Cross-country titles dished out as runners brave the cold
The weather experts said the South would be hit by a wintery blast over the weekend. They were right.
A hardy lot these Southlanders, not to mention a few Dunedinites and a lone Wellingtonian.
The weather experts said the South would be hit by a wintery blast over the weekend. They were right. Snow blanketed Invercargill Saturday morning and the Hokonui hills overlooking the Waimumu venue for the Southland cross-country championships had more than a sprinkling of white.
Not ideal conditions to be out in a Southland paddock in little more than your underwear, although in quite a few cases running singlet and shorts were augmented by gloves, polyprop, and beanie.
“A championship is a championship, it’s the same for all of us,” said U20 winner Kennedy Taylor before braving the elements.
James McLeay, the U18 winner, commented; “it’s a race, not a run.”

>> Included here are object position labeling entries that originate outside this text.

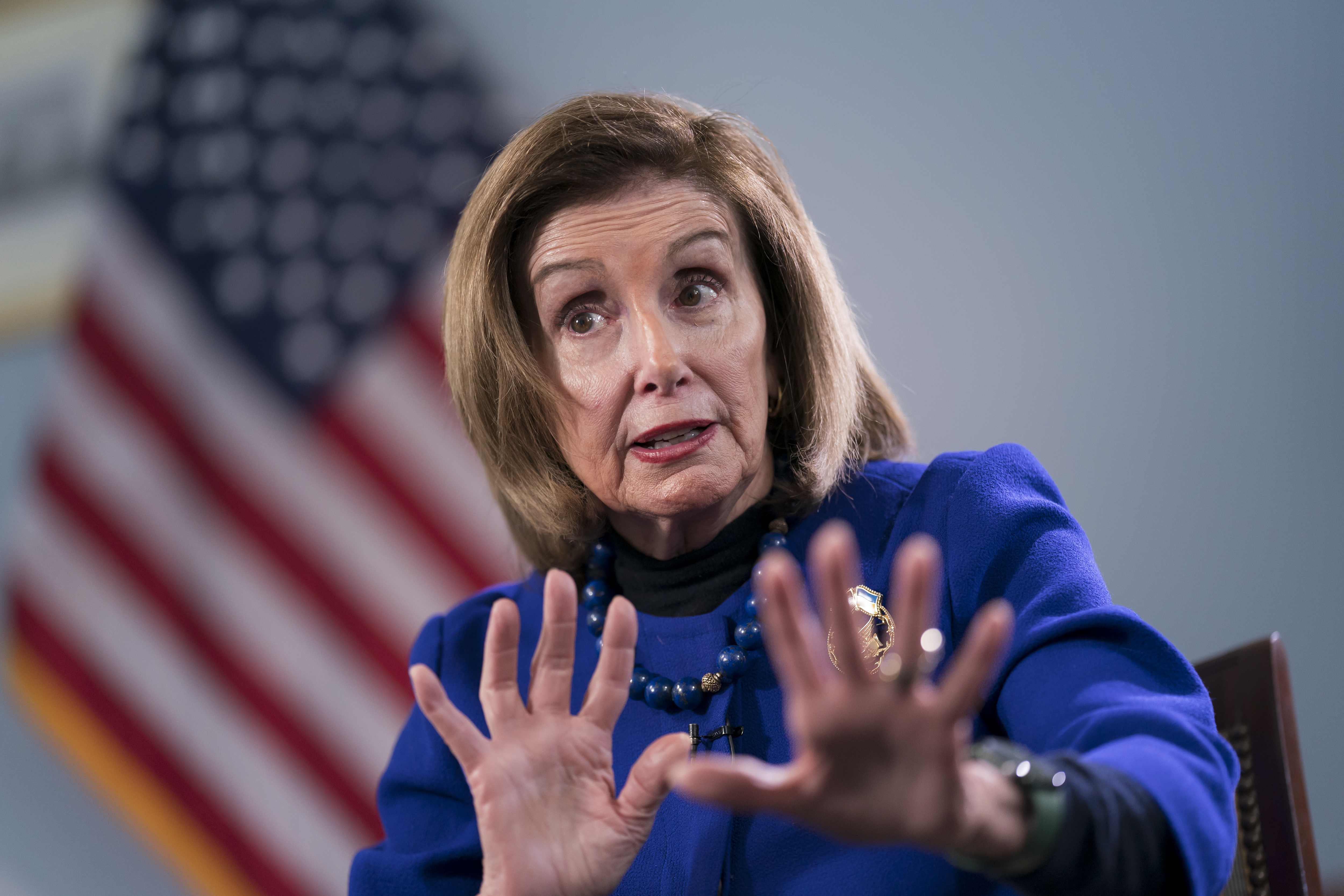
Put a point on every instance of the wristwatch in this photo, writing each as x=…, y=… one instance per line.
x=1042, y=786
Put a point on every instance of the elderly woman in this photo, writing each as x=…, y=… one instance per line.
x=652, y=355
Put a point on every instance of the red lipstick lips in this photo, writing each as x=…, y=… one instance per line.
x=673, y=441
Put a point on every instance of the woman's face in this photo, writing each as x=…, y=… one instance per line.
x=651, y=326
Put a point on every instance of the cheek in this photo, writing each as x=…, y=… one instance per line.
x=591, y=406
x=736, y=369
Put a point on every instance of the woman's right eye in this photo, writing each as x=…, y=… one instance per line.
x=585, y=322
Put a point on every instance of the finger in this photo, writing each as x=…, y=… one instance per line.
x=553, y=662
x=742, y=785
x=499, y=671
x=788, y=625
x=651, y=781
x=463, y=738
x=609, y=688
x=976, y=660
x=834, y=566
x=918, y=577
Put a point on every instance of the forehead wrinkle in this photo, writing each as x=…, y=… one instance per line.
x=589, y=224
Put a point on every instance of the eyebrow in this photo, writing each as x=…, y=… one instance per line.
x=556, y=268
x=592, y=264
x=699, y=237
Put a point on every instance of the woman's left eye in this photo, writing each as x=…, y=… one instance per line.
x=694, y=295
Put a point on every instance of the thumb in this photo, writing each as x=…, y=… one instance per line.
x=651, y=778
x=744, y=785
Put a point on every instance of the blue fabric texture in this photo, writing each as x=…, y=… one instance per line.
x=1081, y=675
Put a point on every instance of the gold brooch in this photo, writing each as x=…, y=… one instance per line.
x=875, y=633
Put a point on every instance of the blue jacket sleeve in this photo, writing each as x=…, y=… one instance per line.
x=1082, y=675
x=432, y=844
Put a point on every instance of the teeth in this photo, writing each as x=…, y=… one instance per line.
x=678, y=440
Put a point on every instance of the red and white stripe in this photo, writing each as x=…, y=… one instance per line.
x=232, y=586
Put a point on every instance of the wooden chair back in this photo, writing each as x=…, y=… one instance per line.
x=1253, y=707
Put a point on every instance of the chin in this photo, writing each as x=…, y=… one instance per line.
x=686, y=491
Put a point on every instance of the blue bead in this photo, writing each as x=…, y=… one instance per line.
x=687, y=694
x=640, y=679
x=748, y=635
x=596, y=594
x=733, y=663
x=601, y=555
x=658, y=694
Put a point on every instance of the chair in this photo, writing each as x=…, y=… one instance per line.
x=1253, y=708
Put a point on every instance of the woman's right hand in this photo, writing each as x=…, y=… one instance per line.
x=546, y=806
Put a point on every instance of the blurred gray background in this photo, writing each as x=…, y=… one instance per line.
x=1112, y=234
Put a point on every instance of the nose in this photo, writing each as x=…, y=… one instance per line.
x=660, y=367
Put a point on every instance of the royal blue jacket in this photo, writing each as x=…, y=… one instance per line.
x=1081, y=675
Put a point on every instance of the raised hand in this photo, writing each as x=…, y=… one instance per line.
x=877, y=758
x=546, y=806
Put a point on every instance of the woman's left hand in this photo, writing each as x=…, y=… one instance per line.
x=875, y=762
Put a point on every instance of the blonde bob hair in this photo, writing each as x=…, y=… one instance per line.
x=834, y=410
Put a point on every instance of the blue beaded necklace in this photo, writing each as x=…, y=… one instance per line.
x=659, y=691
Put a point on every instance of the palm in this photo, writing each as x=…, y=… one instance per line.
x=546, y=806
x=873, y=763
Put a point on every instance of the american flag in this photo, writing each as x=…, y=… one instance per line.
x=252, y=492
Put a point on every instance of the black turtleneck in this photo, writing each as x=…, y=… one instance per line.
x=1116, y=839
x=698, y=581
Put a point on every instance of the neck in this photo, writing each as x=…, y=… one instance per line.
x=664, y=538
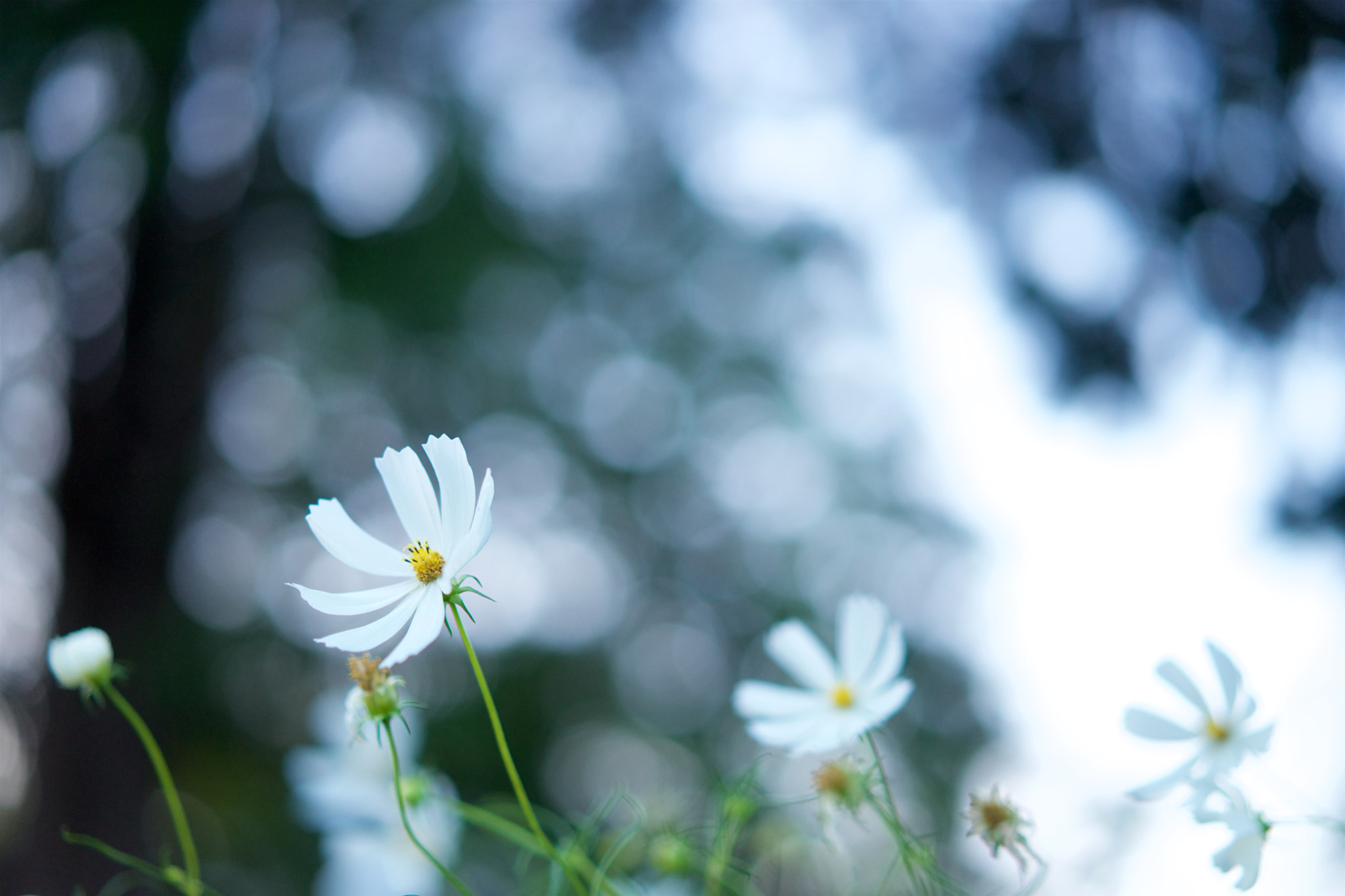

McLeay had little trouble winning his 6km race, in fact at the 6k point he was leading the entire field although the U20 and seniors still had a lap (3km) to go.
Considering the recent rain conditions underfoot were not as slippery as expected but there was enough mud to make races hard going, giving strength runners an advantage over the pure speedsters.
McLeay (St Pauls) has both and used them to good effect, hitting the front from the gun and finishing 25 sec ahead of a gallant Lucas Huia (St Pauls).
Dwight Grieve was third at 6km but headed the 9km field which still had a lap (3km) to go.
The Fiordland runner increased his lead further to win by almost 2 minutes and take the masters men title.
He was followed in by Dunedin visitor Luke Geddes (Hill City) and Fiordland teammate Sagar Khemani. Grieve and Khemani recently returned from representing New Zealand and India respectively at the world Mountain and trail running champs in Austria.
Dunedin’s Sophie Shallard was the first senior woman over 9km.
In the women’s 6km (for W18, W20 and masters women) it was won by a big margin by Kennedy Taylor (St Pauls) who took the W20 gold, with W18 winner Kimberley Iversen (Inv) next in.
In the younger grades Max McGregor and Millie McFadzien (both Gore) were the standouts, taking the 3km U16 wins while the Iversen boys, Craig Jr (U12) and Sean (U10) were the top two places in the 2km race.
Nicole Jackson (W40) was best of the masters women 6km with Debbie Telfer (W65) second home.